A. DEFINISI RADIASI
Dalam fisika, radiasi mendeskripsikan setiap proses di mana energi bergerak melalui media
atau melalui ruang, dan akhirnya diserap oleh benda lain. Orang awam sering
menghubungkan kata radiasi ionisasi (misalnya, sebagaimana terjadi pada senjata nuklir,
reaktor nuklir, dan zat radioaktif), tetapi juga dapat merujuk kepada radiasi elektromagnetik
(yaitu, gelombang radio, cahaya inframerah, cahaya tampak, sinar ultra violet, dan X-ray),
radiasi akustik, atau untuk proses lain yang lebih jelas.

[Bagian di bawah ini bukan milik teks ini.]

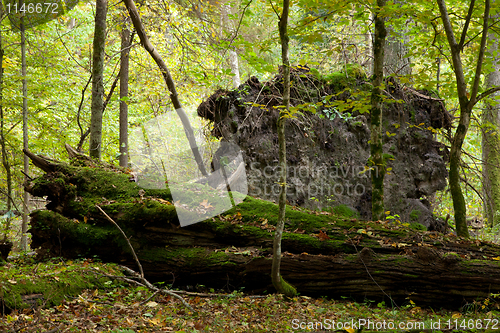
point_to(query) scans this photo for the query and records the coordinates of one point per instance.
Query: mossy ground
(108, 306)
(52, 281)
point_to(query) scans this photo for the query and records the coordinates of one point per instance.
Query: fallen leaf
(205, 204)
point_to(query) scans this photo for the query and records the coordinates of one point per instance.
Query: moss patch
(49, 283)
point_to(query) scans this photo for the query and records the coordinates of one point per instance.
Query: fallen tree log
(324, 254)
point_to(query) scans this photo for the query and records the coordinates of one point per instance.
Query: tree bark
(395, 60)
(98, 79)
(466, 106)
(124, 71)
(3, 145)
(377, 157)
(139, 27)
(279, 283)
(324, 254)
(24, 225)
(490, 141)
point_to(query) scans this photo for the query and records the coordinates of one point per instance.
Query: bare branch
(466, 26)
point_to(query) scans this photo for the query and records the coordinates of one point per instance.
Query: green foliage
(346, 211)
(415, 214)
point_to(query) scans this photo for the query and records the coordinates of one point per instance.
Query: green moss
(346, 211)
(417, 226)
(345, 78)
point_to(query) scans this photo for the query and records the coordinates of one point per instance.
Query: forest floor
(100, 304)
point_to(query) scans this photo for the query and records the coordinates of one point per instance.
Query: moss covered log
(324, 254)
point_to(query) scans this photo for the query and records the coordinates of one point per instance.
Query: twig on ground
(124, 236)
(140, 276)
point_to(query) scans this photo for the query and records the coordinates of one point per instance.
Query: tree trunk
(124, 61)
(136, 20)
(395, 60)
(98, 79)
(24, 226)
(279, 283)
(3, 145)
(324, 254)
(490, 142)
(466, 106)
(377, 157)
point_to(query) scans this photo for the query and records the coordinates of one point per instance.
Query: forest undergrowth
(101, 304)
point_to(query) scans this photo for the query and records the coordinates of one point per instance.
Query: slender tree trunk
(395, 60)
(279, 283)
(466, 106)
(3, 143)
(24, 226)
(188, 130)
(490, 142)
(125, 47)
(98, 79)
(377, 157)
(233, 56)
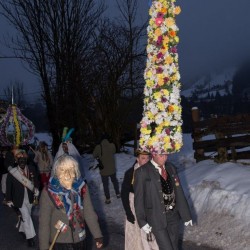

Apa yang membuat radiasi adalah bahwa energi memancarkan (yaitu, bergerak ke luar
dalam garis lurus ke segala arah) dari suatu sumber. geometri ini secara alami mengarah
pada sistem pengukuran dan unit fisik yang sama berlaku untuk semua jenis radiasi. Setiap
aktivitas yang kita lakukan atau suatu alat yang kita gunakan membutuhkan energi. Energi
yang ditimbulkan dari sebuah alat mengandung unsur-unsur radiasi. Beberapa radiasi dapat
berbahaya.
B. JENIS RADIASI
a. Berdasarkan Massanya
1. Radiasi Korpuskuler (corpuscular radiation)
Radiasi korpuskuler adalah pancaran atom-atom atau partikel sub atom yang
mempunyai kemampuan memindahkan energi geraknya atau energi kenetiknya ke
bahan- bahan yang ditumbuknya. Radiasi korpuskuler (radiasi partikel) adalah radiasi
yang memiliki massa, di antaranya partikel alfa, beta dan netron. Partikel alfa dan
beta ini dihasilkan dari peluruhan zat radioaktif yang terurai menjadi satu atau
beberapa partikel lain.
2. Radiasi Elektromagnetik (electromagnetics radiation)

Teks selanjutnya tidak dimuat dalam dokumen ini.